Premessa
La tutela della privacy è un diritto fondamentale. Spesso però viene vissuta e interpretata in ambito imprenditoriale come un obbligo burocratico che rallenta o rende più macchinoso il raggiungimento degli obiettivi d’impresa.
Non sempre si è a conoscenza delle opportunità e delle modalità semplificate che
il Garante ha, nel tempo, indicato per ottenere una conformità alla protezione dei
dati, evitando il ricorso ad adempimenti inutili e meramente formali.
Adottare semplici misure a protezione dei dati personali può contribuire infatti a
rendere più efficiente l’organizzazione dell’impresa e a ridurre sensibilmente i
potenziali rischi a cui la stessa espone sul mercato.

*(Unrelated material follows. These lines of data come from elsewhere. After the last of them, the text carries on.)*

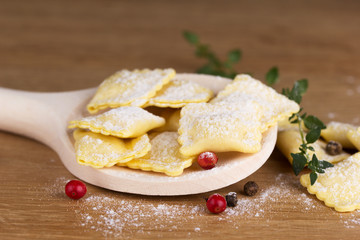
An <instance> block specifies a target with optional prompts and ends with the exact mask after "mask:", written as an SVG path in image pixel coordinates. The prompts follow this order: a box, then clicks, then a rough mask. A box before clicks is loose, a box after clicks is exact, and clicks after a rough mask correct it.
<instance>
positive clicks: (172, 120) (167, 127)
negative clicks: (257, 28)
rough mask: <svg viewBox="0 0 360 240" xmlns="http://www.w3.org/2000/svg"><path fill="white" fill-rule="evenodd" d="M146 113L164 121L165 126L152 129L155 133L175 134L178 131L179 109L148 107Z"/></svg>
mask: <svg viewBox="0 0 360 240" xmlns="http://www.w3.org/2000/svg"><path fill="white" fill-rule="evenodd" d="M146 110H147V111H149V112H151V113H153V114H155V115H157V116H159V117H162V118H164V119H165V125H163V126H161V127H158V128H155V129H153V131H156V132H177V130H178V129H179V120H180V109H176V108H159V107H148V108H146Z"/></svg>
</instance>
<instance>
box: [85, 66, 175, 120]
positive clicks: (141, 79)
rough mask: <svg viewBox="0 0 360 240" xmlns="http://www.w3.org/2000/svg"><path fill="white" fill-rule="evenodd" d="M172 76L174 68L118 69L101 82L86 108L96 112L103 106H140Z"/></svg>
mask: <svg viewBox="0 0 360 240" xmlns="http://www.w3.org/2000/svg"><path fill="white" fill-rule="evenodd" d="M174 76H175V70H174V69H163V70H162V69H155V70H149V69H143V70H134V71H128V70H122V71H119V72H117V73H115V74H114V75H112V76H110V77H109V78H107V79H106V80H105V81H104V82H102V83H101V85H100V86H99V88H98V90H97V92H96V94H95V96H94V97H93V99H92V100H91V101H90V103H89V104H88V105H87V109H88V111H89V112H90V113H97V112H98V111H99V110H101V109H105V108H117V107H121V106H136V107H142V106H144V105H145V103H146V102H147V101H148V100H149V99H150V98H151V97H153V96H155V94H156V92H157V91H159V90H160V89H161V88H162V87H163V86H164V85H165V84H167V83H168V82H169V81H170V79H172V78H173V77H174Z"/></svg>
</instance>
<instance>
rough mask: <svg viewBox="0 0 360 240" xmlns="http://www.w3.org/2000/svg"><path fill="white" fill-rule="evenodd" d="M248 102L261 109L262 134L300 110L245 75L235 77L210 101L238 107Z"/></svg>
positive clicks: (265, 86) (258, 80)
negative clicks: (212, 99)
mask: <svg viewBox="0 0 360 240" xmlns="http://www.w3.org/2000/svg"><path fill="white" fill-rule="evenodd" d="M248 101H256V102H257V103H258V104H260V105H261V107H262V108H263V117H262V119H261V122H262V127H261V131H262V132H265V131H266V130H267V129H268V128H269V127H272V126H275V125H276V124H277V122H279V121H281V120H284V119H287V118H289V117H290V116H291V115H292V114H293V113H296V112H298V111H299V109H300V107H299V105H298V104H297V103H296V102H294V101H291V100H289V99H288V98H287V97H285V96H284V95H282V94H279V93H277V92H276V91H275V90H274V89H273V88H271V87H268V86H266V85H264V84H263V83H262V82H260V81H259V80H256V79H254V78H252V77H251V76H249V75H246V74H240V75H237V76H236V77H235V79H234V81H233V82H232V83H230V84H228V85H227V86H226V87H225V89H224V90H222V91H220V92H219V93H218V95H217V96H216V97H215V98H214V99H213V100H211V103H221V102H223V103H224V104H225V105H234V104H236V105H239V104H242V103H244V102H248Z"/></svg>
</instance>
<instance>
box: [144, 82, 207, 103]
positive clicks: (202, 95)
mask: <svg viewBox="0 0 360 240" xmlns="http://www.w3.org/2000/svg"><path fill="white" fill-rule="evenodd" d="M212 96H213V92H212V91H211V90H210V89H208V88H205V87H203V86H201V85H199V84H197V83H195V82H192V81H186V80H179V79H176V78H175V79H172V80H171V81H170V82H169V83H168V84H167V85H165V86H164V87H163V88H162V89H161V90H160V91H159V92H157V93H156V95H155V96H154V97H152V98H150V99H149V101H148V103H147V104H146V106H156V107H171V108H181V107H183V106H185V105H186V104H188V103H200V102H207V101H209V99H210V98H211V97H212Z"/></svg>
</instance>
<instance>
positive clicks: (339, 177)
mask: <svg viewBox="0 0 360 240" xmlns="http://www.w3.org/2000/svg"><path fill="white" fill-rule="evenodd" d="M303 129H304V131H306V128H305V126H303ZM321 137H322V138H323V140H322V139H319V140H317V141H316V142H314V143H313V144H311V146H312V147H313V149H314V151H312V152H310V158H312V155H313V154H316V156H317V157H318V158H319V159H320V160H325V161H328V162H330V163H333V164H334V167H332V168H328V169H326V170H325V173H323V174H319V175H318V179H317V180H316V182H315V184H313V185H311V181H310V174H309V173H307V174H304V175H302V176H301V178H300V182H301V184H302V185H303V186H304V187H306V188H307V189H308V192H309V193H311V194H316V197H317V198H318V199H319V200H322V201H324V202H325V204H326V205H327V206H329V207H333V208H335V210H336V211H339V212H349V211H354V210H355V209H360V184H359V183H360V152H357V153H355V154H353V155H350V154H349V153H347V152H345V151H342V152H340V153H339V154H337V155H330V154H329V153H327V152H326V144H327V142H329V141H336V142H339V143H340V144H341V145H342V146H343V147H344V148H345V149H350V150H351V151H354V150H358V151H360V127H358V126H354V125H351V124H347V123H341V122H330V123H329V124H328V125H327V127H326V129H324V130H322V131H321ZM301 144H302V141H301V136H300V133H299V130H298V126H297V125H295V124H290V123H289V122H288V121H287V120H286V121H282V122H281V123H280V124H279V132H278V138H277V143H276V145H277V147H278V148H279V149H280V151H281V152H282V153H283V154H284V155H285V156H286V157H287V158H288V160H289V161H290V163H292V157H291V153H296V152H299V147H300V145H301Z"/></svg>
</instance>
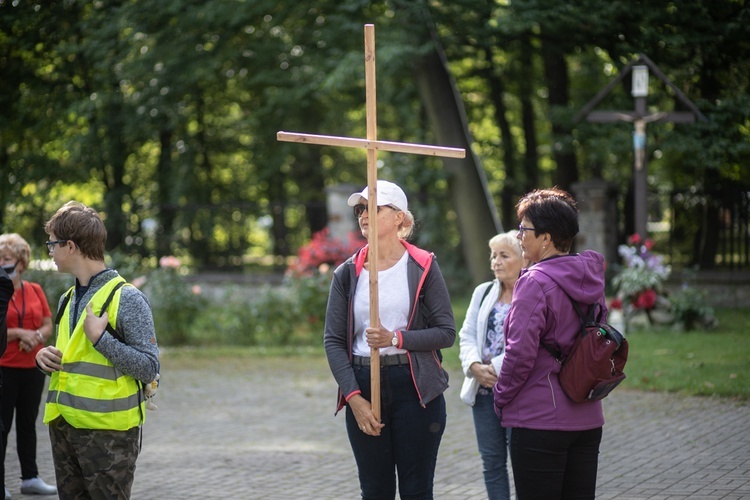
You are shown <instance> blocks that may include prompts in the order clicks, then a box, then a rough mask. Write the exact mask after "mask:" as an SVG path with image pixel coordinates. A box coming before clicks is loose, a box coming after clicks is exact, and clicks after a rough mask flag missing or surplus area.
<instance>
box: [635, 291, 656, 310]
mask: <svg viewBox="0 0 750 500" xmlns="http://www.w3.org/2000/svg"><path fill="white" fill-rule="evenodd" d="M655 305H656V292H655V291H653V290H646V291H644V292H641V293H640V294H639V295H638V296H637V297H636V298H635V299H633V306H635V307H637V308H638V309H653V308H654V306H655Z"/></svg>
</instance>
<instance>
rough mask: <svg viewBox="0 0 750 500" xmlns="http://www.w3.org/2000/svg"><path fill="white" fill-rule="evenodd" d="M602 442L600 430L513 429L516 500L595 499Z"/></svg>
mask: <svg viewBox="0 0 750 500" xmlns="http://www.w3.org/2000/svg"><path fill="white" fill-rule="evenodd" d="M583 404H585V403H583ZM601 440H602V428H601V427H599V428H597V429H592V430H589V431H540V430H533V429H521V428H513V429H512V431H511V433H510V460H511V463H512V464H513V483H514V484H515V486H516V495H517V497H518V498H519V500H524V499H527V498H528V499H534V500H536V499H538V498H561V499H574V498H575V499H583V498H585V499H593V498H595V496H596V471H597V468H598V465H599V443H601Z"/></svg>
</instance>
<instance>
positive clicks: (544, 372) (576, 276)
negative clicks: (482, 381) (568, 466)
mask: <svg viewBox="0 0 750 500" xmlns="http://www.w3.org/2000/svg"><path fill="white" fill-rule="evenodd" d="M565 292H567V293H568V294H569V295H570V296H571V297H572V298H573V299H574V300H576V301H578V302H579V303H580V304H581V306H582V308H583V310H584V312H585V311H586V310H587V309H586V305H589V304H593V303H595V302H598V303H600V304H601V306H602V311H603V316H602V321H605V320H606V317H607V309H606V304H605V299H604V257H603V256H602V255H601V254H599V253H597V252H594V251H592V250H587V251H585V252H583V253H581V254H576V255H562V256H559V257H553V258H550V259H546V260H543V261H541V262H539V263H537V264H535V265H533V266H531V267H530V268H529V269H527V270H524V271H522V272H521V276H520V277H519V279H518V281H517V282H516V286H515V288H514V290H513V302H512V304H511V308H510V312H509V313H508V317H507V318H506V320H505V325H504V332H505V338H506V348H505V359H504V360H503V365H502V368H501V370H500V375H499V377H498V381H497V384H496V385H495V388H494V393H495V411H496V412H497V413H498V415H500V413H501V412H502V423H503V426H504V427H520V428H525V429H538V430H557V431H580V430H589V429H595V428H598V427H601V426H602V425H604V414H603V412H602V403H601V401H592V402H585V403H575V402H573V401H572V400H570V399H569V398H568V397H567V396H566V395H565V393H564V392H563V390H562V389H561V388H560V383H559V381H558V377H557V374H558V373H559V372H560V364H559V363H558V362H557V361H556V360H555V358H553V357H552V355H551V354H550V353H549V351H547V350H546V349H545V348H544V346H542V345H541V342H544V343H546V344H548V345H550V346H551V347H553V348H555V349H558V350H560V351H561V352H563V353H567V352H568V351H569V350H570V348H571V347H572V346H573V343H574V342H575V340H576V337H577V336H578V333H579V332H580V327H581V320H580V319H579V317H578V314H577V313H576V311H575V309H574V308H573V305H572V304H571V303H570V299H569V298H568V296H567V295H565Z"/></svg>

Questo decalogo ti offre la possibilità di rafforzare la capacità della tua azienda nel gestire al meglio i dati personali che le sono affidati, e al tempo stesso la fiducia dei clienti e del pubblico nell’affidabilità e modernità della struttura aziendale.
Il patrimonio informativo di un’azienda è un valore da tutelare e promuovere
alla stregua di ogni altro asset, e può trasformarsi in una risorsa competitiva e di
immagine.
Di seguito, sono indicate alcune“best practice” che hanno lo scopo di offrirti una
guida che avrà come scopo quello di aiutarti a conformarti efficacemente alla normativa.
Categorie di dati
I “dati” rappresentano spesso uno dei beni più preziosi posseduti da un’impresa,
sia essa di grandi o piccole dimensioni. Possono essere di tipo commerciale,
rappresentare il portafoglio degli attuali clienti o di quelli futuri, raccontare
l’organizzazione interna.
Le potenzialità economiche dei dati sono direttamente proporzionali alla liceità
del loro trattamento, raccogliendoli e trattandoli nel rispetto della privacy. È bene,
tra l’altro, che la leadership di un’azienda sia ben consapevole della differenza
esistente tra i vari tipi di dati. Alcuni infatti possono essere utilizzati senza particolari problemi, altri necessitano di apposite garanzie e protezioni.
I dati personali
sono tutte le informazioni relative a una persona fisica, identificata
o identificabile, anche indirettamente (mediante riferimento a qualsiasi altra
informazione), incluso l’eventuale numero di identificazione personale.
Dati personali sono, ad esempio, un indirizzo e-mail o l’immagine fotografica di
una persona, il codice fiscale o un numero telefonico, un indirizzo IP o una targa
automobilistica. Non sono più considerati come dati personali, e quindi, almeno in linea generale, non sono più tutelati dalla normativa sulla privacy, i dati riferibili alle persone
giuridiche, ovvero a imprese, enti e associazioni.
I dati sensibili
sono quei particolari dati personali che consentono di rivelare
l’origine razziale ed etnica di una persona, le sue convinzioni religiose, filosofiche
o di altro genere.
Lo sono anche quelli che indicano l’adesione a partiti, sindacati, associazioni od
organizzazioni a carattere religioso, filosofico, politico o sindacale. Oppure i dati
idonei a rivelare lo stato di salute e la vita sessuale.
Tra i dati che necessitano di particolari cautele vi sono quelli giudiziari , una
categoria che include le informazioni contenute nel casellario giudiziale e quelle
connesse alla posizione di imputato o indagato in procedimenti penali, ma anche
i dati biometrici o i dati genetici.